Ein mit der Errichtung einer privat genutzten Doppelhaushälfte beauftragter Bauunternehmer aus Ostfriesland stritt mit einer Bauherrin aus Westerstede um Restwerklohn in Höhe von rund 80.000 Euro. Die Bauherrin hielt den Zahlungsansprüchen des Bauunternehmers entgegen, dass die Bauarbeiten mangelhaft gewesen seien. Vor dem LG war dessen Klage erfolglos, weil er rechtliche Besonderheiten bei der Pauschalpreisabrechnung nicht eingehalten habe. Vor dem OLG nahm das Verfahren nun eine überraschende Wendung.
Denn der auf das Baurecht spezialisierte 2. Zivilsenat des OLG musste beide Parteien auf eine folgenschwere Gesetzesänderung aufmerksam machen, die zum 1. Januar 2018 in Kraft getreten ist. Seit diesem Tag bedürfen neu abgeschlossene Bauverträge zwischen einem Unternehmer und einem Verbraucher nämlich nach § 650i Abs. 2 BGB der Textform. Eine nur mündliche Absprache ist nicht mehr ausreichend.

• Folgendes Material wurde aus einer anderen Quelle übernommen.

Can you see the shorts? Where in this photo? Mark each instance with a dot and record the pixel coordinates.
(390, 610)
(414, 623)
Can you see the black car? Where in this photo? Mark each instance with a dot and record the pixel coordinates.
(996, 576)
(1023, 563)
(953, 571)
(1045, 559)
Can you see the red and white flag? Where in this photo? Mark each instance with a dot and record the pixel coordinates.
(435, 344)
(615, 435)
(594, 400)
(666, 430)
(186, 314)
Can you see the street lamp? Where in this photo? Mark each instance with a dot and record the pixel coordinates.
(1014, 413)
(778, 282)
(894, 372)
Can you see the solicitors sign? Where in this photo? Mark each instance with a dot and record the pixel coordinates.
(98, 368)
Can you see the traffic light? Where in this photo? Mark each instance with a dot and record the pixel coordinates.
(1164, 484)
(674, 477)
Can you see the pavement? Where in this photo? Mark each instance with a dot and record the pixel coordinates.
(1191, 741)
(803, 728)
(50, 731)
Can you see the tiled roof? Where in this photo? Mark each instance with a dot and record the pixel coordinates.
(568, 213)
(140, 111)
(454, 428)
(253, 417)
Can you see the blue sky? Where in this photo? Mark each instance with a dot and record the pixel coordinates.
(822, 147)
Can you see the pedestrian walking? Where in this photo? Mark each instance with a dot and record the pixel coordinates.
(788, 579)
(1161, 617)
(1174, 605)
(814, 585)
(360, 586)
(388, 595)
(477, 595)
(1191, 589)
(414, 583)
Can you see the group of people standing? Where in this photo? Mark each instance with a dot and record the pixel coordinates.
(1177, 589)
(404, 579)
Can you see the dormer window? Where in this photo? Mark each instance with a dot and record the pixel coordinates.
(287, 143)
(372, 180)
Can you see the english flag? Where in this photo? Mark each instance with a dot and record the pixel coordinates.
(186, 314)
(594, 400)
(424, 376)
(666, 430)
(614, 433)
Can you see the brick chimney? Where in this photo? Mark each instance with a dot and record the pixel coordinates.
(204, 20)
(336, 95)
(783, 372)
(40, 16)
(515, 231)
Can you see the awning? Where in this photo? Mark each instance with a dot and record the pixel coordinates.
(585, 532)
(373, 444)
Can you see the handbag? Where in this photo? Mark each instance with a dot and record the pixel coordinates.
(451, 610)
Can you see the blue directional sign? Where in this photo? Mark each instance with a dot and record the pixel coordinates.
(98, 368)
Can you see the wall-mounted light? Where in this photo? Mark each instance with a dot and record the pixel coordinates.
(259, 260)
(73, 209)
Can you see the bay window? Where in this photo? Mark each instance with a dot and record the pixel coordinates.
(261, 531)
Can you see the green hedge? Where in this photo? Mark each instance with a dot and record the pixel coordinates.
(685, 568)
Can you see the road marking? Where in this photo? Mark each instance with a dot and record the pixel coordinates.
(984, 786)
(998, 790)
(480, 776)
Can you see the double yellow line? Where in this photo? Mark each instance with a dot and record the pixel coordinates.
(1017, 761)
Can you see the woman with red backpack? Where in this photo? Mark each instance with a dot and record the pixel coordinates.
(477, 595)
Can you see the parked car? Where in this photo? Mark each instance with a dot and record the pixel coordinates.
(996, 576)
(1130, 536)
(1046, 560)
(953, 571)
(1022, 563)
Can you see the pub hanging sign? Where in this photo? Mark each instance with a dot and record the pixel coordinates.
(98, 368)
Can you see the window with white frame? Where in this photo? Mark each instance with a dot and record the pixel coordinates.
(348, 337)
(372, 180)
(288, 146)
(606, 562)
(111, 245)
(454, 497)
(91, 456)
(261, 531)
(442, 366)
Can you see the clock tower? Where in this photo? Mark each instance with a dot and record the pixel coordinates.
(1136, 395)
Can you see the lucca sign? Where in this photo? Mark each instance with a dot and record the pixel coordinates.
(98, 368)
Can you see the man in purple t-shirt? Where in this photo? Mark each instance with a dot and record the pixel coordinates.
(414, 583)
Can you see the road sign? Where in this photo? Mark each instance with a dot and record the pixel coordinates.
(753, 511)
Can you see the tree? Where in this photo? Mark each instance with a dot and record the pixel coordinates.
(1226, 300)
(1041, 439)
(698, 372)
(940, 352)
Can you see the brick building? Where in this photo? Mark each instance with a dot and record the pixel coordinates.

Die Parteien hätten ihren Bauvertrag im zweiten Halbjahr 2018 abgeschlossen, die neue Gesetzeslage jedoch nicht bedacht, so das OLG. Zwar habe der Bauunternehmer der Bauherrin zuvor schriftliche Angebotsunterlagen zukommen lassen, diese seien von ihr aber nur mündlichen angenommen worden. Mit fatalen Folgen: Der Bauvertrag sei wegen des Formverstoßes von vornherein nichtig gewesen. Damit habe für die Berechnung des Werklohns eine vertragliche Grundlage gefehlt. Aber nicht nur das: Auch die Gewährleistungsansprüche der Bauherrin hätten einen wirksamen Vertrag vorausgesetzt.
So stellte sich die Frage, mit welchen Werten Bauleistungen abzurechnen und etwaige Baumängel einzupreisen sind, wenn der zugrundeliegende Vertrag und die verabredeten Abrechnungsmodalitäten nichtig sind. Das OLG hatte dazu die Einholung eines Sachverständigengutachtens zur Ermittlung des objektiven Marktwertes der Bauarbeiten einerseits sowie der anteiligen Höhe der behaupteten Baumängel andererseits in Erwägung gezogen. Eine abschließende Entscheidung mussten die Richterinnen und Richter aber nicht treffen, da sich die Parteien nach diesen Hinweisen einigen konnten ("Entscheidung" vom 01.02.2023 - 2 U 20/23).